Valentin, 11 ans, poignardé à mort à Lagnieu, dans l'Ain, le 29 juillet 2008 © Le Parisien/Aujourd'hui en FranceL'audition comme simple témoin d'un jeune homme d'une vingtaine d'années habitant un appartement HLM à Lagnieu (Ain), dans le cadre de l'enquête sur le meurtre de Valentin, 11 ans, s'est achevée jeudi soir. "L'audition est terminée, et le jeune homme est rentré chez lui", a indiqué le capitaine Olivia Poupot, officier de communication de la gendarmerie.
Selon des témoignages d'habitants de la résidence HLM, située à environ un kilomètre de l'endroit où le corps de Valentin avait été découvert, une dizaine de gendarmes étaient arrivés jeudi en fin d'après-midi et avaient perquisitionné un logement au quatrième et dernier étage d'un des immeubles. Son occupant principal avait quitté les lieux en compagnie des gendarmes, non-menotté. Le jeune homme a été entendu en début de soirée pendant près de deux heures. "Il n'a pas été interpellé", avait d'ailleurs précisé le capitaine Poupot, indiquant que le jeune homme avait suivi les gendarmes de son plein gré.

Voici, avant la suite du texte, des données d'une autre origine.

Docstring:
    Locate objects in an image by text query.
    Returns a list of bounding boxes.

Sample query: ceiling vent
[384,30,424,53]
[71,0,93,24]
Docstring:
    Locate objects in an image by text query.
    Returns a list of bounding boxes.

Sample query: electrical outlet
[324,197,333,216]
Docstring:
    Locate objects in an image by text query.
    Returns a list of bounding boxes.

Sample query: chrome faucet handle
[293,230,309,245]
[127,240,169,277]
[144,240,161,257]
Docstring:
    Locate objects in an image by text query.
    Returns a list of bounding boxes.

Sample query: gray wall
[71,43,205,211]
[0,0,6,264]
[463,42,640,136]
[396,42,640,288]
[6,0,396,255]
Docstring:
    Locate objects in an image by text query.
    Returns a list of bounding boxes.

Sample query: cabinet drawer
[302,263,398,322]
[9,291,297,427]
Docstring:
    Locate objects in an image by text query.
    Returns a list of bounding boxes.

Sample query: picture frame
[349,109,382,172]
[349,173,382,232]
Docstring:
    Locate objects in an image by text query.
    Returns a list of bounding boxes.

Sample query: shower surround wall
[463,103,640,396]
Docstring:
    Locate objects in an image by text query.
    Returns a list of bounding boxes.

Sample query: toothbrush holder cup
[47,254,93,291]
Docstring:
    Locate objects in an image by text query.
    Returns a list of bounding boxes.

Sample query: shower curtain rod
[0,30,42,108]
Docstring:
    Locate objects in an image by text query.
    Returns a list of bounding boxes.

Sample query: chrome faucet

Interrogée sur la raison pour laquelle les enquêteurs se sont intéressés à l'appartement de ce témoin, le capitaine Poupot a démenti tout lien avec les traces de sang qui s'étendent de façon disparate sur plus d'1 km depuis l'endroit où a été retrouvé l'enfant mort lundi soir, et qui s'arrêtent à quelques dizaines de mètre de la HLM. "Ce ne sont pas des traces biologiques" qui ont conduit les enquêteurs à ce jeune homme, a-t-elle assuré.
Les parents hors de cause
Jeudi soir, la mère de Valentin a appelé, sur France 5, le meurtrier de son fils à se rendre à la gendarmerie et à avouer un "acte affreux" qui a "plongé toute une famille en détresse". Une marche silencieuse est prévue dimanche matin à Porcieu-Amblagnieu en mémoire de Valentin, dont les obsèques se tiendront lundi matin à Hières-sur-Amby, en Isère.

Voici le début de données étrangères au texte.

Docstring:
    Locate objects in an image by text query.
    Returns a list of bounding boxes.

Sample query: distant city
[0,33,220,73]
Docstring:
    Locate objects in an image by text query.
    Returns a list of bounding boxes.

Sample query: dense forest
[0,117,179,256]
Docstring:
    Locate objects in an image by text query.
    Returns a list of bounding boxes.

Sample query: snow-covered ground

Quant au sang des vêtements de l'enfant, les analyses ont permis d'isoler "une empreinte génétique inconnue de type masculin, qui n'appartient pas à l'enfant", a indiqué un peu plus tôt le procureur de la République de Bourg-en-Bresse, selon qui les parents sont "en l'état" mis hors de cause. Car il est déjà établi que l'empreinte ne correspond pas à celle des parents.

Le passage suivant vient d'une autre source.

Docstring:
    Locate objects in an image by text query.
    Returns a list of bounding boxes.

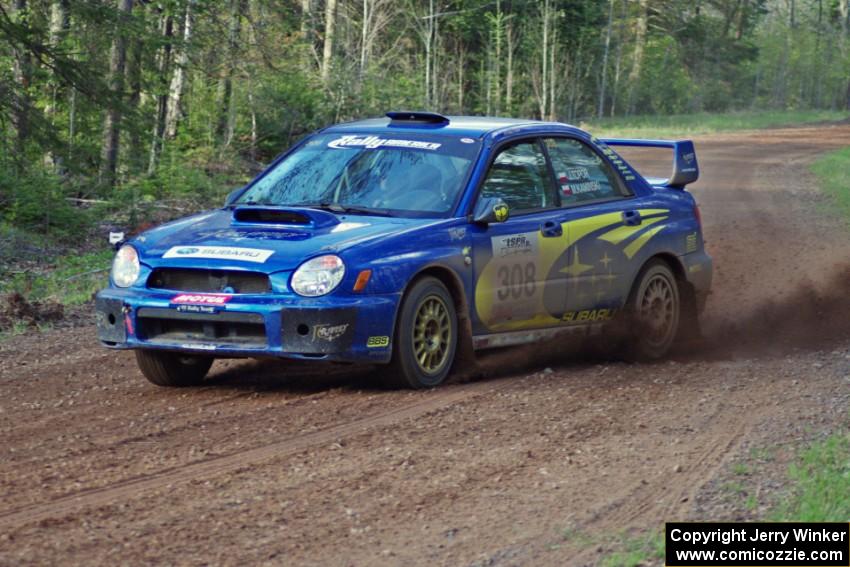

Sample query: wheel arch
[400,264,475,371]
[632,252,701,341]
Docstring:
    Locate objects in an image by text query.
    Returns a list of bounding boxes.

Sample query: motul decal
[171,293,233,305]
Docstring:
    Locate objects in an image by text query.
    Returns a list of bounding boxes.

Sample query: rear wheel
[136,350,213,387]
[383,277,458,388]
[626,260,681,360]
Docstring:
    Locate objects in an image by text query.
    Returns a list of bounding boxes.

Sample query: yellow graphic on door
[475,209,669,331]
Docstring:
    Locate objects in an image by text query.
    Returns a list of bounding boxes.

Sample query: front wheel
[136,350,213,387]
[626,260,681,360]
[384,277,458,388]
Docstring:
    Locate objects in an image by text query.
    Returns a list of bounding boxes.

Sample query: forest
[0,0,850,239]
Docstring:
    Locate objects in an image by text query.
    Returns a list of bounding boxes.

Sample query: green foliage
[772,432,850,522]
[637,37,694,115]
[599,532,664,567]
[0,163,89,239]
[811,147,850,222]
[0,248,114,306]
[581,110,848,138]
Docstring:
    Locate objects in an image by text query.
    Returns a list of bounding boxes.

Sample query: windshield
[236,132,480,216]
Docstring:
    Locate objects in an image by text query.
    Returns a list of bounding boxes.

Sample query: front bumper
[682,250,713,313]
[95,288,400,362]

"L'empreinte a été transmise au fichier national" (*) à des fins de comparaison, a ajouté le magistrat, qui n'a pas donné de délai pour l'obtention des résultats. La gendarmerie procède désormais à des prélèvements auxquels personne ne s'est encore opposé. Les enquêteurs vont notamment vérifier les empreintes "des personnes qui ont pu approcher l'enfant au cours de la journée et de la soirée" de sa mort, a poursuivi le procureur, précisant toutefois qu'il n'y aura pas de "prélèvement systématique sur la population de Lagnieu".
Un homme entendu à Agen
Reste aussi à comparer l'empreinte détectée avec l'ADN du gardé à vue à Agen. Un homme de 49 ans est en effet interrogé là-bas depuis mercredi soir, pour avoir tenu des propos incohérents dans un bar à propos du meurtre d'un enfant et du département de l'Ain.
Mais, jeudi à la mi-journée, les enquêteurs n'avaient établi "aucun lien" avec l'affaire du petit Valentin (lire notre article). L'audition a permis d'établir qu'il s'agit d'un ressortissant belge recherché par la police de son pays pour des violences. Sa garde à vue était prolongée.
Mort après avoir tenté de se défendre
Les traces de sang, souvent à peine visibles, s'étendaient -sur la devanture d'une pharmacie, devant un bar, sur une gouttière ou sur le trottoir- sur plus d'un kilomètre et demi. Toute la zone avait été bouclée mardi après-midi par les gendarmes afin que des prélèvements soient effectués.
Lundi soir, le jeune garçon était sorti faire une promenade à vélo. Son corps a été retrouvé vers minuit dans une mare de sang, très près de la maison où il séjournait, chez le compagnon de sa mère (en instance de divorce). Il a été frappé d'une quarantaine de coups de couteau, certains très violents, et est mort après avoir tenté de se défendre, selon les examens médico-légaux. Rien n'a permis d'établir encore si le garçon connaissait ou nonson agresseur.
(*) La justice dispose depuis 2000 d'un Fichier national des empreintes génétiques, qui rassemble environ 800.000 profils de personnes condamnées ou mises en cause pour des crimes et délits. Ce fichier a permis depuis sa création 10.000 rapprochements entre une trace et un individu.